FuriosaAI Ditches GPU Playbook For 2nm Broadcom-Built Inference Chip, Claims HBM4/E Bandwidth Beats Even The Most Efficient GPUs

FuriosaAI Bets on 2nm Broadcom Inference Chip to Outpace GPUs With HBM4/E Bandwidth

FuriosaAI and Broadcom Team Up on Next-Generation AI Accelerator With 2nm Chiplets and HBM4E Memory

FuriosaAI is preparing a major leap in AI chip performance through a new partnership with Broadcom. The companies are working together on a third-generation AI accelerator designed for future data centers, large AI inference workloads, and massive compute clusters that demand extreme memory bandwidth and energy efficiency.

The upcoming accelerator will build on FuriosaAI’s current RNGD platform, a second-generation AI chip already in mass production using TSMC’s 5nm process. RNGD is a 180W PCIe-based accelerator aimed at large language models and agentic AI workloads. With demand for AI inference continuing to rise, FuriosaAI’s next chip is being positioned as a more advanced solution for the next wave of AI infrastructure.

The third-generation FuriosaAI accelerator is expected to combine 2nm compute chiplet technology with next-generation HBM4 and HBM4E memory. This pairing is designed to deliver the high bandwidth needed for rack-scale AI systems, where huge amounts of data must move quickly between processors, memory, and networking hardware.

One of the most important parts of this design is its chiplet-based architecture. Instead of relying on a single large piece of silicon, the accelerator is expected to use multiple dies integrated into one high-performance package. Broadcom’s advanced packaging expertise will play a key role in connecting these components efficiently, helping FuriosaAI create a powerful system-on-chip for AI workloads.

Early information about the design suggests that the accelerator may feature two large 2nm compute chiplets, two I/O controller dies, and 12 HBM4 or HBM4E memory stacks. If FuriosaAI uses 12-high 36GB memory stacks, the chip could offer up to 432GB of high-bandwidth memory. That would make it suitable for demanding AI inference tasks where memory capacity and bandwidth are just as important as raw compute power.
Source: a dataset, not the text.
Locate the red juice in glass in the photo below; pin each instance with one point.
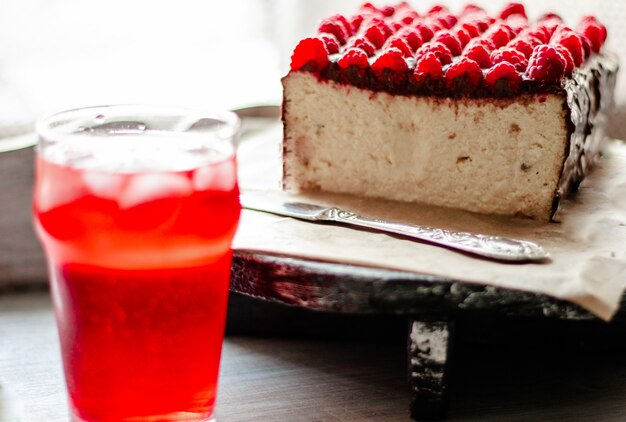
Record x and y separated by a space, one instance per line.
137 236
FuriosaAI is focusing heavily on AI inference, especially real-world workloads such as post-training sampling and high-throughput token generation. As AI models become larger and more complex, the ability to move data efficiently becomes a major performance factor. The company believes that prioritizing memory bandwidth and data movement can provide better performance per watt and higher token density than traditional GPU-based approaches.

This strategy is especially important for what FuriosaAI describes as the “token factory” era, where data centers are optimized to generate AI responses at massive scale. In this environment, infrastructure must deliver fast output, low latency, and strong efficiency while serving large numbers of users and applications.
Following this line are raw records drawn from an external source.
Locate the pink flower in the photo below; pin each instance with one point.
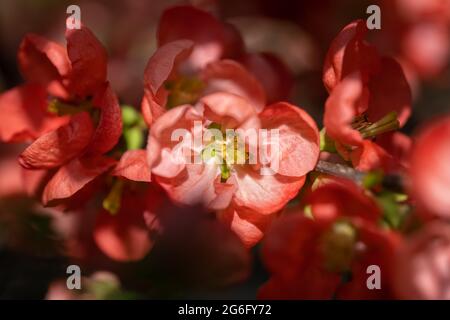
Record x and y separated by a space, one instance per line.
369 96
429 169
70 82
243 198
327 256
198 55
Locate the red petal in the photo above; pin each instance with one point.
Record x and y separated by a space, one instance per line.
275 77
342 198
249 226
194 185
429 170
109 128
133 166
160 145
45 62
72 177
228 109
231 77
298 138
89 61
57 147
349 53
24 115
159 68
341 108
389 91
370 156
185 22
264 194
398 145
Broadcom will also contribute Ethernet and PCIe technologies to support high-bandwidth connectivity across large AI clusters. This networking capability is critical for modern AI data centers, where individual accelerators must work together across racks and clusters to process large-scale AI tasks.

Another important part of FuriosaAI’s plan is its software stack. The company says its developer tools are designed to make it easier to deploy new AI models while meeting strict performance and latency goals. Its SDK includes a general compiler that can automatically map high-level PyTorch code to the accelerator’s hardware.
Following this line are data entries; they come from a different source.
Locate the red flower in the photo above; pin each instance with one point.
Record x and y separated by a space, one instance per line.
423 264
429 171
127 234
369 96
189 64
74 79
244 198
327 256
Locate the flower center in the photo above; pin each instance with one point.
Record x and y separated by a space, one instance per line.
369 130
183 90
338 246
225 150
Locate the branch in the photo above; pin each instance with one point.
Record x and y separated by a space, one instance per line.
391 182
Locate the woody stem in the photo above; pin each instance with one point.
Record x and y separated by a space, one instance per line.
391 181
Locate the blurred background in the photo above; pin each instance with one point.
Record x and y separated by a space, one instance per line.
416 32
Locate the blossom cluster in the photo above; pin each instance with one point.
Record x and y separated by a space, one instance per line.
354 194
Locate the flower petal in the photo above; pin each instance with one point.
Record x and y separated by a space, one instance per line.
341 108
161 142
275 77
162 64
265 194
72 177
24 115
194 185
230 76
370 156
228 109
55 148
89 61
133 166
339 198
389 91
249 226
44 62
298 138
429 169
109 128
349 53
For developers who need deeper control, FuriosaAI also offers a Virtual ISA with a declarative programming model. This approach is intended to provide more predictable hardware control while avoiding some of the complexity often associated with traditional GPU programming.

FuriosaAI CEO and cofounder June Paik said the collaboration brings together Broadcom’s infrastructure capabilities with Furiosa’s Tensor Contraction Processor architecture and software platform. According to Paik, the goal is to move beyond building a single chip and instead deliver a complete solution for large-scale AI inference infrastructure.

The third-generation FuriosaAI accelerator is expected to begin sampling in the first half of 2028. If the timeline holds, the chip could arrive at a time when AI data centers are looking for more specialized, power-efficient alternatives to conventional GPU systems.

With 2nm chiplets, HBM4E memory support, advanced packaging, and rack-scale networking, FuriosaAI’s next AI accelerator could become a significant option for companies building next-generation AI infrastructure. Its focus on inference, memory bandwidth, and token throughput reflects where the AI hardware market is heading as demand for faster and more efficient AI services continues to grow.